Heather skipped off to the tills to get her coat and I smiled at Jake, who had just mumbled, 'but you didn't buy a necklace...'
He smiled back. 'So.'
We could have gone on like this all day, which I was dearly hoping would not happen because it was just a bit awkward and after a while the word "so" sounds really weird. I was just about to tell Jake The New Dude Whom I Fancy about how the word "so" sounds weird, when a bustling crowd of eleven year old girls stampeded through. I got an elbow in the back and stumbled forward, and thought I was going to fall flat on my face. But Jake caught me as my legs buckled. Which made my legs buckle a bit more. Because what just happened?

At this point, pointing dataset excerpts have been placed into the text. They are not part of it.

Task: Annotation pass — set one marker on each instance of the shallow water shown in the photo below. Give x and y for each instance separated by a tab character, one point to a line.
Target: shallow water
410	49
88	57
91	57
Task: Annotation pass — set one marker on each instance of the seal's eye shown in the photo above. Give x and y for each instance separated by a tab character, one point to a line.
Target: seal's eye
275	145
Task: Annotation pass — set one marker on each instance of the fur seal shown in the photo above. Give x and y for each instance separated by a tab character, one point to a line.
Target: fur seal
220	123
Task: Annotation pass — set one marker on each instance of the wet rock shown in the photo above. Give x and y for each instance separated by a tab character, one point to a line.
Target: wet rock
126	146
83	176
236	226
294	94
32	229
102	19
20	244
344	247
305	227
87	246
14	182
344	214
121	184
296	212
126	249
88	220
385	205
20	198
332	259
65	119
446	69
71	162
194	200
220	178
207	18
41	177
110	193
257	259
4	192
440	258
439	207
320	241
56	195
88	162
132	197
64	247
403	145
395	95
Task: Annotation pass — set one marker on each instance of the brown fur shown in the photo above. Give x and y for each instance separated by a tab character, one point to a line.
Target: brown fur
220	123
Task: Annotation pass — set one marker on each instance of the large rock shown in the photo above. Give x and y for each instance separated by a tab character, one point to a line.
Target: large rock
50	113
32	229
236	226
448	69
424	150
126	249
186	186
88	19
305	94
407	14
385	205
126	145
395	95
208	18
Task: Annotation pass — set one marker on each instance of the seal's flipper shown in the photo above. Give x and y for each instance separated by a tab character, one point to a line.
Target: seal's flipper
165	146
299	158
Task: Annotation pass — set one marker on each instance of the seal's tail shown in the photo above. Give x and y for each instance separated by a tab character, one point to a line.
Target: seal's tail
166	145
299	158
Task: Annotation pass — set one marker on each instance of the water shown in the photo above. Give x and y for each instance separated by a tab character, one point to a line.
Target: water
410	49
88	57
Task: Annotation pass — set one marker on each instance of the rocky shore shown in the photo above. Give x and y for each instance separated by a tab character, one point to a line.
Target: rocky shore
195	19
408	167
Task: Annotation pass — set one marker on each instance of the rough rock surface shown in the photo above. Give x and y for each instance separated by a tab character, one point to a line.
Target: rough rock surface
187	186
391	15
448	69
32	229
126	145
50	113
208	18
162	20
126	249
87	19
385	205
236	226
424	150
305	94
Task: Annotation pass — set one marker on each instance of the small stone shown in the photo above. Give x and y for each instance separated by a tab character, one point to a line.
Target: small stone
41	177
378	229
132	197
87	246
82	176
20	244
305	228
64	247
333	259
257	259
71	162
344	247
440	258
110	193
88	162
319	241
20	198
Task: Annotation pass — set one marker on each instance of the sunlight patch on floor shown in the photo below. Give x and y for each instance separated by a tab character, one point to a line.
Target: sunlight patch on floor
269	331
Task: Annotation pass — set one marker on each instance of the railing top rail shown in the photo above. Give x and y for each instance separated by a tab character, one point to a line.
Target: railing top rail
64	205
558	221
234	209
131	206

A romantic comedy film moment worthy of Hollywood, that's what happened. He'd just caught me. If we weren't in Primark we'd be in....oh I don't know. A really romantic ancient castle or something. I tried to laugh it off, and Jake caught on and we were giggling nervously. Somewhere my brain registered that Heather had been an awfully long time, but my heart was like "shut up brain you logical fool" (hahaha, logical fool. I surprise myself with my wit sometimes). Jake pushed me back up and I shoved my bag back into place.
Oh crap now we were having a one-or-two word conversation!! Must save my love. Must come up with witty phrase or anecdote. Or just a joke. A joke. What amuses you Anna? Think carefully.
'So..the other day Hannah was checking her eyebrows...' SERIOUSLY? Eyebrows? You thought of humourous things and Hannah's eyebrows came into your head? Could've been "why did the chicken cross the road?", could've been "did you finish the maths homework?", but you chose Eyebrows.
'...and, erm. Wait, that isn't funny. Also you're not meant to know about Hannah's eyebrows because she would freak if somebody out of our group found-'
'Anna?' Jake looked straight at me. Gosh I liked his eyes. They were very easy to stare at. Mmmmmmmmmm.....Oh Anna? You haven't replied yet.